Figure 3(a) and Figure 3(b) images show intergranular corrosion inside the substrate near the alloy/coating interface for both kinds of nickel coatings. This corrosion probably occurred during the electrodeposition step and can affect the nickel coating adherence. Therefore, electrodeposition baths should be selected in such a way as to use formulations that do not damage the surface of the magnets to avoid the occurrence of intergranular corrosion, since Nd phase-rich is attacked.

The EDS analyses showed that the single layer coating was composed of only nickel (Figure 3(a)) and the triple layer coating composed of nickel (C), copper (B) and nickel (A) (Figure 3(b)). Table 2 shows the thickness values of the nickel coatings.

The triple layer coating was twice the thickness of the single layer nickel coating (Table 2). The triple layer coating frequently produces better protection than the single layer coating due to the increased thickness and also because of the overlapping layers. The triple layer coating will failure if an aligned damage occur in these three layers.

The electrochemical results are shown in Figure 4 and Figure 5. It is possible to see that the demagnetized sample (OMF) presented a typical active state behavior with the values of OCP falling during the first 1000 s of exposure to the solution. After this period, the sample surface stabilized and reached the stable potential of −0.78 V/SCE at the end of the 10,600 s (Figure 4).

The anodic potentiodynamic polarization curve (APPC) showed an increase of the current density indicating a sample active-state behavior during the scanning within the tested potential range (Figure 5).

The cathodic potentiodynamic polarization curve (CPPC) presented constant values of current densities between 10 − 5 A/cm² and 10 − 4.5 A/cm² within the potential range from −0.85 V/ECS to −1.10 V/ECS. This can be ascribed to the reduction of dissolved oxygen at the metal/electrolyte interface.
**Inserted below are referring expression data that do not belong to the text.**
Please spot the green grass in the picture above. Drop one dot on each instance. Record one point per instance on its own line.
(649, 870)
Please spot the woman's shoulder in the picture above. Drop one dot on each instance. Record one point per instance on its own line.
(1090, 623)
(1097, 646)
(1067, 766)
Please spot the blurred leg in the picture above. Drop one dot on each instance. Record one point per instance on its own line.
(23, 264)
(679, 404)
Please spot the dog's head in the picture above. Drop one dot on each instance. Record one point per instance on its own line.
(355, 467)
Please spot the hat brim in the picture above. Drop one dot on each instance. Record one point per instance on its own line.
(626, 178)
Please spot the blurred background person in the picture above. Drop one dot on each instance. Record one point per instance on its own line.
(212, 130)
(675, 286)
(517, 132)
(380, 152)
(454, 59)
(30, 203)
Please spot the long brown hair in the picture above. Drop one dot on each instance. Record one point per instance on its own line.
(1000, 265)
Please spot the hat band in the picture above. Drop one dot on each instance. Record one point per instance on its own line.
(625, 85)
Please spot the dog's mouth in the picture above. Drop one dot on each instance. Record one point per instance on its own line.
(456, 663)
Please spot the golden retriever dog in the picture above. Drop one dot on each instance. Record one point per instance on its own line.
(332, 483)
From −1.10 V/ECS to −1.30 V/ECS, the current densities increased due to H3O⁺ (H⁺) ions reduction generating H₂ gas (Figure 5).

The samples were analyzed by SEM-FEG after both anodic and cathodic polatizations. The images are presented in Figure 6.
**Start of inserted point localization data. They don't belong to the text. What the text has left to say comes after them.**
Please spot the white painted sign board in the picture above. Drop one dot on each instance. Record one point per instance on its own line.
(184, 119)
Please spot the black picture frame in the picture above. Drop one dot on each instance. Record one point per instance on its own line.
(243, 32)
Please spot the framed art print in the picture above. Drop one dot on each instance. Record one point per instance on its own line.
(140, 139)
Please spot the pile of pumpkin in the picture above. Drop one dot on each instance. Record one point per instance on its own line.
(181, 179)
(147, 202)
It is possible to see that the surface of the sample suffered strong intergranular corrosion after APPC. After the CPPC, the surface was roughened due to the period of exposure to the solution during the OCP monitoring which preceded the cathodic polarization.

The images of the samples before and after the salt spray tests are presented in Table 3 (magnetized samples) and Table 4 (OMF demagnetized samples).
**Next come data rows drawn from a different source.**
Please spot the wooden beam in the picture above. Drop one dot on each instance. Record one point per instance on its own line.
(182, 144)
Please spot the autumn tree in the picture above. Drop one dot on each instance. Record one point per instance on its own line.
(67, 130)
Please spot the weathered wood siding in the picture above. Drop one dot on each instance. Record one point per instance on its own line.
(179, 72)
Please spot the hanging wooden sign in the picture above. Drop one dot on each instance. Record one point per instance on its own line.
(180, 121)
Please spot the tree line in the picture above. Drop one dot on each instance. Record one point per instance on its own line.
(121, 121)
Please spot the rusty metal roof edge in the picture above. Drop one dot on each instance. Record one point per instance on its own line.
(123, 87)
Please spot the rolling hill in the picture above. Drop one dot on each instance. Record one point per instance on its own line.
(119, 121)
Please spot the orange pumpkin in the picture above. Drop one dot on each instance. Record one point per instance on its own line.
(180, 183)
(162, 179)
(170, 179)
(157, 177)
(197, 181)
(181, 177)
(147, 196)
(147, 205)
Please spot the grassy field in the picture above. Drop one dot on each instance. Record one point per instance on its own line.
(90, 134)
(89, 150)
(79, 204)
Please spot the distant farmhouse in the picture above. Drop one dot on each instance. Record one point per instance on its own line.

The three magnetized samples suffered a slight superficial attack in the first 24 h of exposure. On the second day, there was one localized corrosion point on sample 2. After 72 h, two samples presented localized corrosion (samples 2 and 3) and sample 1 presented only spots on its surface, Table 3.

The three demagnetized samples suffered localized corrosion in the first 24 h of exposure. Although they were already corroded, the samples were kept in the chamber to verify whether other corrosion points might appear, but no more points occurred.

One of the magnetized samples was demagnetized (OMF) and cut transversely for SEM-FEG analyses of the cross section after salt spray tests (Figure 7).

Salt spray test made a damage on the substrate through discontinuities of the nickel coating triple layer. This corrosion occurred between the grains of the magnetic alloy in the rich RE phase, Figure 7.

Although the SEM images show intergranular corrosion, the ferromagnetic phase (iron-rich phase) must have also been corroded because it was possible to see red corrosion products on the samples after the immersion tests, Table 3 and Table 4.

Multilayer coatings aim at offering a great substrate protection because they present low probability of a substrate exposure. For the substrate corrosion to occur, the coating discontinuities of each coating layer must be aligned to expose the substrate [9] . During the salt spray tests, not all the samples suffered localized

corrosion, others were superficially stained. This fact is justified by the mentioned intrinsic characteristic of the multilayer nickel coating.